月のシズク
mamico



 信じること

夕闇に、ふと梅の香りが匂った。
自転車を止め、眼を凝らすと、薄桃色の梅花が佇んでいた。
眼をつむり、その儚げな匂いを吸い込む。すると、眼を開いていたときより、
その花そのものが、ありありと認識できるのは、どうしたことだろうか。

こういうとき、私は自身を深く信じることができる。
米国思想の父エマソン(Ralph Waldo Emerson)は、有名な古典的随筆
"Self-Reliance" (『自己信頼』1841年)で、心の高潔さが、ある意味、
宗教を越えて重要なものだと語った。神聖さ、とは自己への誠実さに通じる。

他者との関係性のみならず、万物と関わりを持つということは、すべて
自己信頼に基づいていると思う。「私はアナタを信じています」という言葉には、
「私はアナタを信じている、私を信じています」ということに帰結する。

祖父が生前、よく口にしていた言葉がある。
「仏さんに手を合わせても、神社に参拝しても、結局のところ、わたしは
 自分の中の神さんを信じているんだ。それは、祖先に対する信頼と同義だ」

まだ子どもだった私は、神さまなんていないじゃん、と反駁していたきらい
があったが、今ならその意味を体感できる。
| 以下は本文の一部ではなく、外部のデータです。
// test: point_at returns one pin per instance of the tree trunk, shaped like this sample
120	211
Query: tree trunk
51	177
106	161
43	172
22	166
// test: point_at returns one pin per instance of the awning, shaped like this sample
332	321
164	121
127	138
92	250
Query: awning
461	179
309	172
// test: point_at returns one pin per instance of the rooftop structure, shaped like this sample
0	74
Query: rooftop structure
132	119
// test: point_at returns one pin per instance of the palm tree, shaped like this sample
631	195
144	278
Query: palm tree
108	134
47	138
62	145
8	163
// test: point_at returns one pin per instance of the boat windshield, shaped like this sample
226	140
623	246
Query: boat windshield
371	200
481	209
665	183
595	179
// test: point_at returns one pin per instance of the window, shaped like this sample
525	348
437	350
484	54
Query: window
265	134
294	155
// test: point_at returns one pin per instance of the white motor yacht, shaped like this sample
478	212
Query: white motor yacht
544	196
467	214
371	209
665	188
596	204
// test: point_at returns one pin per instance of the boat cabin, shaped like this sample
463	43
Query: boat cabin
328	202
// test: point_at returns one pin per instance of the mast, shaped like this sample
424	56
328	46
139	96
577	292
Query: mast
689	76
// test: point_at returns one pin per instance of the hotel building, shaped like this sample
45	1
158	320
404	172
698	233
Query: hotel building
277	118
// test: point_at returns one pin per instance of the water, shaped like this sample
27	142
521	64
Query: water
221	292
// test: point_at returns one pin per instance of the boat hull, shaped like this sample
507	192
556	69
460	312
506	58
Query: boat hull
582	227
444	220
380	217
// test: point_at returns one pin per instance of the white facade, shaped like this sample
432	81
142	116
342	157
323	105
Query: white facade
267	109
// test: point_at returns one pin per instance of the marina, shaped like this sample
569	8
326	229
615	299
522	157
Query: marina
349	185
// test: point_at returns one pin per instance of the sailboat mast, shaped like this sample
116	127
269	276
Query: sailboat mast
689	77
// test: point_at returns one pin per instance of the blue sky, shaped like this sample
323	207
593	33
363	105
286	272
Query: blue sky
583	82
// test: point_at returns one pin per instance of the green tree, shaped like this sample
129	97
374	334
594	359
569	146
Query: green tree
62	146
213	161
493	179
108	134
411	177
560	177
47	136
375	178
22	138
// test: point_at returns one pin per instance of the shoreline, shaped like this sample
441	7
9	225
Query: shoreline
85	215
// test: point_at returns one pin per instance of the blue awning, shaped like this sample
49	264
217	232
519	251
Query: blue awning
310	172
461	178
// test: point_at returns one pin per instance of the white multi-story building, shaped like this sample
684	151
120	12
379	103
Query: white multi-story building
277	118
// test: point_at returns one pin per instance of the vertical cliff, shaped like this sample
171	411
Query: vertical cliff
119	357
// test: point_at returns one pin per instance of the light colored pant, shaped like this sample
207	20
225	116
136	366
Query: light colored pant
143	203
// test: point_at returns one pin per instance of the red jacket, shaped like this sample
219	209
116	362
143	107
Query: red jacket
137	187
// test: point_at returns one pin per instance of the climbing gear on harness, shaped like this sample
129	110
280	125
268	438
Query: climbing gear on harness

一神教の神ではない、その神聖
なものは、誰の中にでもあるということを。強い力で気づかされる。

暗闇で感じた梅の花の香りは、忘れていることを忘れてしまっている、その
現実をよみがえらせてくれる。それがたとえ、ファンタジーであったとしても、
頭の片隅の冷静な部分が稼動している限り、私は強く、信じて生きてゆける。